Need effiecient way to determine pub-view setting for large sites
Description
Activity

David Horwitz February 14, 2010 at 4:10 AM
see https://sakaiproject.atlassian.net/browse/KNL-278#icft=KNL-278 for progress on this

David Horwitz January 25, 2010 at 4:56 AM
MAINTANCE TEAM: Unassigned so these get reviewed by the Maintance Team

Jim Eng September 25, 2009 at 10:45 AM
The work for this will need to be done in kernel. I propose that we change the implementation of the ContentHostingService.isPubView(String) method. It would first check whether a list of pubview realms have been cached for the site (in thread-local cache so it has a request-scope). If so, it would use that list to determine pub-view settings for the current (and subsequent) resources. If not, the method would call a new method in SecurityService, as follows:
pubviewRealms = SecurityService.listRealmsWithinContainer(AuthzGroupService.ANON_ROLE, AUTH_RESOURCE_READ, siteCollectionRef);
That method will return a set of strings, which may be empty but never null. That set will be used to calculate whether the current item is public, and it will be cached in thread-local cache for use in answering whether other items in the same site are public.

Jim Eng September 25, 2009 at 10:38 AM
This query returns the desired realms:
select SAKAI_REALM.REALM_ID from SAKAI_REALM_RL_FN,SAKAI_REALM where SAKAI_REALM_RL_FN.REALM_KEY = SAKAI_REALM.REALM_KEY and SAKAI_REALM.REALM_ID LIKE ? and FUNCTION_KEY in (select FUNCTION_KEY from SAKAI_REALM_FUNCTION where FUNCTION_NAME = ?) and ROLE_KEY in (select ROLE_KEY from SAKAI_REALM_ROLE where ROLE_NAME = ?);
The first variable is the realm-id of the site-level resources collection with a question-mark appended. The second variable is the function name ("content.read" in this case). The third is the role name (".anon", in this case).
It might be a good idea to add a "force index (SAKAI_REALM.REALM_ID)" clause to the query, although tests indicate that Oracle and MySQL used that index for queries against database tables with large numbers of realms defined.

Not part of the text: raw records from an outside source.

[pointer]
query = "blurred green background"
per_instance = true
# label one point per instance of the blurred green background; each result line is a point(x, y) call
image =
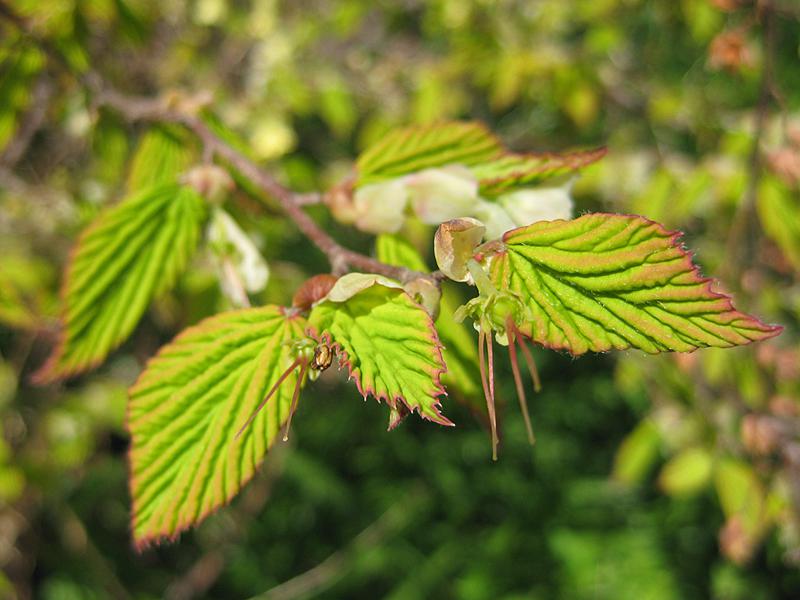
point(675, 476)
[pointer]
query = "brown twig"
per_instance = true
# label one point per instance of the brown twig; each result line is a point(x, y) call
point(175, 109)
point(741, 238)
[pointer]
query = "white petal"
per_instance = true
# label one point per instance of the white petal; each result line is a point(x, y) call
point(349, 285)
point(454, 244)
point(439, 195)
point(495, 218)
point(380, 207)
point(235, 247)
point(530, 205)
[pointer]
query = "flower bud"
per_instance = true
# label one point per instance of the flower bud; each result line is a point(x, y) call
point(454, 245)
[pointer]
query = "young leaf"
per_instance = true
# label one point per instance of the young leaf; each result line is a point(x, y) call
point(187, 406)
point(459, 351)
point(416, 148)
point(162, 155)
point(605, 282)
point(510, 171)
point(131, 253)
point(390, 346)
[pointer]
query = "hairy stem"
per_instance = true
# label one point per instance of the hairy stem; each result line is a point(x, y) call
point(271, 393)
point(484, 342)
point(295, 398)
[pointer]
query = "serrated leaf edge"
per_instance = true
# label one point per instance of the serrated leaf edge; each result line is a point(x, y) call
point(149, 541)
point(673, 238)
point(437, 391)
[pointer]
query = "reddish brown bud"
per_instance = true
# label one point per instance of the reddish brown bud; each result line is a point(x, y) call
point(729, 51)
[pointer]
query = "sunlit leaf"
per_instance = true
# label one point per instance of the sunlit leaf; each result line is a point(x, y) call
point(417, 148)
point(778, 210)
point(637, 453)
point(129, 254)
point(686, 473)
point(389, 345)
point(740, 493)
point(162, 155)
point(605, 282)
point(509, 171)
point(187, 407)
point(460, 354)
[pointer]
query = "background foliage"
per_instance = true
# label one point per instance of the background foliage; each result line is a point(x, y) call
point(669, 476)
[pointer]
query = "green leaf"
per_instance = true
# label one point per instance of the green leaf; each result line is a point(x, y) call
point(415, 148)
point(460, 347)
point(686, 473)
point(605, 282)
point(397, 251)
point(163, 154)
point(637, 453)
point(778, 207)
point(741, 493)
point(390, 347)
point(187, 407)
point(520, 170)
point(128, 255)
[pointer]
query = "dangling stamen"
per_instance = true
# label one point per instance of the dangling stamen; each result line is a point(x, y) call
point(295, 397)
point(523, 403)
point(484, 339)
point(272, 391)
point(537, 383)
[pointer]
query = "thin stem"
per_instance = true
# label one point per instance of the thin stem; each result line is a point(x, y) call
point(176, 110)
point(488, 386)
point(523, 403)
point(269, 395)
point(295, 398)
point(537, 383)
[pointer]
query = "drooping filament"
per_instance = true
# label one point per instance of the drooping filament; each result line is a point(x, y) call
point(485, 340)
point(295, 397)
point(513, 338)
point(303, 364)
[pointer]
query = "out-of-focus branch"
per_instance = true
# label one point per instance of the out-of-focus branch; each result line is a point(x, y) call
point(741, 239)
point(174, 109)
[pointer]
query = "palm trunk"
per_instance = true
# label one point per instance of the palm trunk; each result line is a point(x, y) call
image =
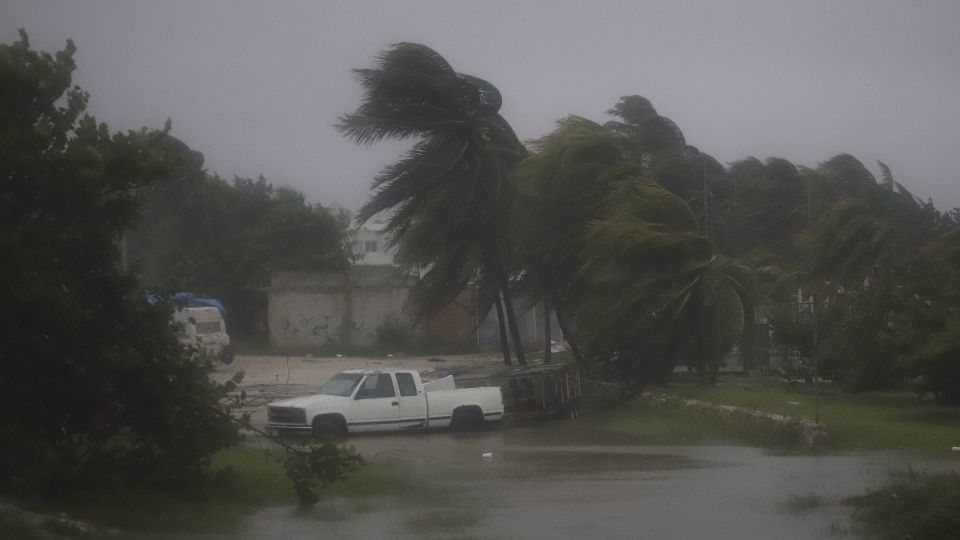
point(512, 321)
point(504, 344)
point(546, 332)
point(568, 335)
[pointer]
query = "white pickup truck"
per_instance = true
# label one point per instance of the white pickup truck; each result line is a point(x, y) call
point(364, 400)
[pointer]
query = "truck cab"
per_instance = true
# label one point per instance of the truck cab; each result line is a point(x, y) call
point(364, 400)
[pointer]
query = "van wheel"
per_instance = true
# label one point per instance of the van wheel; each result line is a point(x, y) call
point(227, 355)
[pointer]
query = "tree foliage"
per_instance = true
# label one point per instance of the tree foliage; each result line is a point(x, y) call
point(93, 385)
point(448, 197)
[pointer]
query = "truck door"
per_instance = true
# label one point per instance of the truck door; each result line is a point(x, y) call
point(375, 406)
point(413, 402)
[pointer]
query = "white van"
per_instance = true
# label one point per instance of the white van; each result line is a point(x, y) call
point(204, 329)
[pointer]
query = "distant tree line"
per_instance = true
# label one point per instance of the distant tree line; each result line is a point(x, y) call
point(203, 234)
point(651, 253)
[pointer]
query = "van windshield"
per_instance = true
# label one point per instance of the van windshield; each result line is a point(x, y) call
point(342, 384)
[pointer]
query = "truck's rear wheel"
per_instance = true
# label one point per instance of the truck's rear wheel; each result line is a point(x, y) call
point(327, 428)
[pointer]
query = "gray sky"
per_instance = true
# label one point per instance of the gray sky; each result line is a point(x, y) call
point(257, 86)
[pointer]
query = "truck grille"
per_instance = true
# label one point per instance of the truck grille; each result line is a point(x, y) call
point(286, 415)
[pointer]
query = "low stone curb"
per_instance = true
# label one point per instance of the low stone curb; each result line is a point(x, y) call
point(806, 432)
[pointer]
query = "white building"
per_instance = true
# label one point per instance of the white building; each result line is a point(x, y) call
point(370, 245)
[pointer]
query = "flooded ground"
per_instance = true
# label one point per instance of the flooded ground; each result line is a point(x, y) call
point(560, 480)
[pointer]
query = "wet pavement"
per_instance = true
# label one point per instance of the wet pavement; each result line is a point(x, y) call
point(567, 480)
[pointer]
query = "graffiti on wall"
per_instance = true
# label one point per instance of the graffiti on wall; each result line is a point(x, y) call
point(316, 326)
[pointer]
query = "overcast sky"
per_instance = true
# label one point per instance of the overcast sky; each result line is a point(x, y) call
point(257, 86)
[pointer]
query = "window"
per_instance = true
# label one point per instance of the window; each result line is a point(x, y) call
point(377, 385)
point(406, 384)
point(208, 327)
point(342, 384)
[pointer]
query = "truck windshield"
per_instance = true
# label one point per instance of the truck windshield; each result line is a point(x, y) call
point(208, 327)
point(342, 384)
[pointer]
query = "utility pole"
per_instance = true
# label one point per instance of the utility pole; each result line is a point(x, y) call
point(813, 312)
point(706, 198)
point(816, 362)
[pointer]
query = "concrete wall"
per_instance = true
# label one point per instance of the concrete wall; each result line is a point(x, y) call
point(335, 309)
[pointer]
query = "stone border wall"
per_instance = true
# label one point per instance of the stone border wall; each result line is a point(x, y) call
point(805, 432)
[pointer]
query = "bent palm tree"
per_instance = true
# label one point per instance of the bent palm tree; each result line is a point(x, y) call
point(447, 197)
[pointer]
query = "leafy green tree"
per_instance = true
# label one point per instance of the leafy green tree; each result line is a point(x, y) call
point(448, 198)
point(92, 380)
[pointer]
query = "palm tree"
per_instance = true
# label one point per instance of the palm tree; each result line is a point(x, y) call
point(665, 157)
point(561, 187)
point(620, 254)
point(870, 225)
point(447, 197)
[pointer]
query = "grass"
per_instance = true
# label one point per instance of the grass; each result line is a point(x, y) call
point(248, 480)
point(854, 421)
point(918, 508)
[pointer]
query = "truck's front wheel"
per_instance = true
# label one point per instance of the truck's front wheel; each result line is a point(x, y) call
point(327, 428)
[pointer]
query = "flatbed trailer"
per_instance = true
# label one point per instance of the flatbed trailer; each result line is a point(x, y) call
point(533, 388)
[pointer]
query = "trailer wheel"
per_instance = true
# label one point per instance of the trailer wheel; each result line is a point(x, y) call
point(570, 411)
point(466, 418)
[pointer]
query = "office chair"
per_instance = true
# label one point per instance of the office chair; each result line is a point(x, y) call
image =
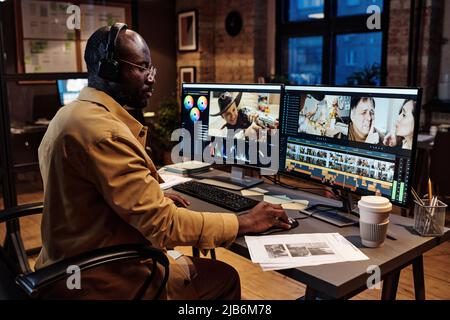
point(15, 284)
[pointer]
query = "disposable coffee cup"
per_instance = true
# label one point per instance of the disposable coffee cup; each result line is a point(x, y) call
point(373, 234)
point(374, 209)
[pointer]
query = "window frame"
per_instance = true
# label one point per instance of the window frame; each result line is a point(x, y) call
point(328, 27)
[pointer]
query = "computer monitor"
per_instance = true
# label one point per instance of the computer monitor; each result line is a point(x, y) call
point(233, 124)
point(357, 139)
point(68, 89)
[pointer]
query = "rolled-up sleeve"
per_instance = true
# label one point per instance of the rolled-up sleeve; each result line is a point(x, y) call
point(117, 167)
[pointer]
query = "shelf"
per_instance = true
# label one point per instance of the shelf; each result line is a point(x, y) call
point(43, 76)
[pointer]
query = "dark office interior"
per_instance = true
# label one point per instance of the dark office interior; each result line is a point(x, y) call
point(405, 44)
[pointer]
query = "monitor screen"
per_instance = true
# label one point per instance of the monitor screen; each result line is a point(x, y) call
point(69, 89)
point(359, 139)
point(225, 121)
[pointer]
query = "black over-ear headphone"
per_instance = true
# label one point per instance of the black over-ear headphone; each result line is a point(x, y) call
point(108, 68)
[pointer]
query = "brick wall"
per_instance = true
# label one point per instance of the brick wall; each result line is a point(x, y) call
point(398, 42)
point(221, 57)
point(429, 50)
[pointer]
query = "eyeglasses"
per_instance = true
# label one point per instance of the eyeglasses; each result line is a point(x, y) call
point(150, 70)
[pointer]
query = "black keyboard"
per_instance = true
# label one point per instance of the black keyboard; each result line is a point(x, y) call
point(217, 196)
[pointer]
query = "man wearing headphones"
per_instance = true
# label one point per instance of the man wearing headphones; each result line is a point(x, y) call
point(102, 189)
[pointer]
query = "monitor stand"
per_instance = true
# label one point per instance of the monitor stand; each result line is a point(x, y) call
point(236, 181)
point(339, 216)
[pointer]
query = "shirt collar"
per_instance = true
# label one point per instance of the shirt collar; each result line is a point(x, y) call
point(102, 98)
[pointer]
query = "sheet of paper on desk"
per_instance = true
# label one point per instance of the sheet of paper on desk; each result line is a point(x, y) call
point(277, 199)
point(295, 205)
point(171, 180)
point(424, 137)
point(300, 250)
point(258, 190)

Jim Eng September 25, 2009 at 10:33 AM
The list view in the Resources tool in Sakai 2.x has a column to show who can see each resource or folder. Potential values include the entire site, members of particular groups, and the public.
Items at any level may be made public, so the question ("is this item public?") must be asked for virtually every item in a site. Determining whether resources and folders are open to the public is relatively expensive because it must be repeated so often. If a site contains lots of resources, the expanded view can results in dozens, hundreds or thousands of queries. The only short cut at this time is that the query can be avoided for items that are inside a folder that is public since they will also be public.
The SQL query is against the various realms tables. It asks whether the anonymous role has the "content.read" permission for the realm associated with a particular resource or folder (or for the realm of any folder that contains the item).
We could improve on that if the SecurityService (or AuthzGroupService?) interface had a method to ask a different question: Are there any realms within this site for which the anonymous role has "content.read" permission (and if so, what are they)?
This query would likely be implemented with a SQL "like" operator and a one-sided wildcard. This is actually a join of information from three or four tables, but the query would be asking for a list of sakai_realm.realm_id values like '/content/group/<side-id>/%' (or like '/content/group-user/<user-id>/%' for workspaces, and it's possible there are other variations) for which there are entries in the sakai_realm_rl_fn table where the role_key identifies the anonymous role and the function_key corresponds to "content.read". The result would be a list of realm identifiers.
That would allow Content Hosting to get a list of realms (possibly empty) for items that are public. Content Hosting could then avoid making dozens or hundreds or thousands of individual queries by checking that list of public realms. An alternative to adding a specific API method for this would be to execute that query in the SecurityService and do some form of caching so the Security Service could answer this question hundreds of times without doing hundreds of individual queries.
When users navigate to the Resources tool in sites with many resources OR when users expand-all in sites with many resources, it results in many many queries to the realms tables, checking to see if the anonymous role has "content.read" permission for the realm related to each resource and folder. We need a way to reduce the impact of these queries on database performance.